In study II, seasonal variations concerning mood, exposure to bright daylight outdoors, sleep-activity behavior and subjective evaluations of the light in the offices were examined by ANOVA Repeated Measures. To investigate if a previous history of experiencing seasonal variations in subjective well-being and mood had an influence, the statistical analysis also included seasonality as a between group factor. Interrelationships between the different physical and psychological measures were explored by the use of correlational analysis (Pearson correlation coefficients). The seasonal mean duration of bright daylight exposure outdoors during six four-hour time periods were computed. Missing values were replaced by individual seasonal mean for the corresponding time point or time period.

In study III, the association between ambulatory and static measurements of spectral composition and illuminance were determined by calculations of Pearson’s producmoment correlation coefficient and through the use of dependent means t-tests. The data from the ambulatory measurements were treated to allow comparisons with the static measurements.

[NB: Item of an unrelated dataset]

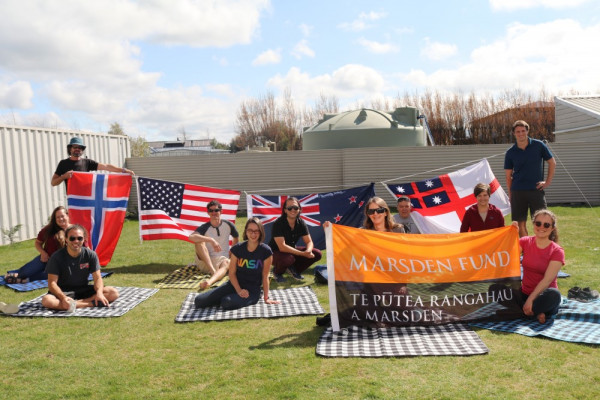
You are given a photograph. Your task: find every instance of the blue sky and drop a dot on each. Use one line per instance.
(158, 66)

Missing values in the ambulatory recordings were replaced by individual seasonal mean. Missing data concerning the static measurements were replaced by annual mean as a result of the lower resolution not permitting a seasonal mean to be calculated.

4.6. Ethical considerations

The research carried out in the studies included in this thesis entailed important ethical implications regarding informed consent, confidentiality and intrusion in daily life that needed to be carefully considered.

Measures were undertaken to ensure that the data collection was confidential. The method of data treatment secured that no individual persons could be identified. Furthermore, the study was designed to minimize the interference on the participant’s daily activities by limiting the number of assessments.

Before the start of the study informed consent was obtained from responsible persons in the organizations where the subjects were employed. The purpose and procedure of the study were explained to personnel that were interested to participate in order for them to be able to give an informed consent. Furthermore, it was emphasized that participation was voluntary and that they could withdraw from the study without stating any reason for the decision.

The study design was approved by the ethics committee at Fukuoka Women’s University.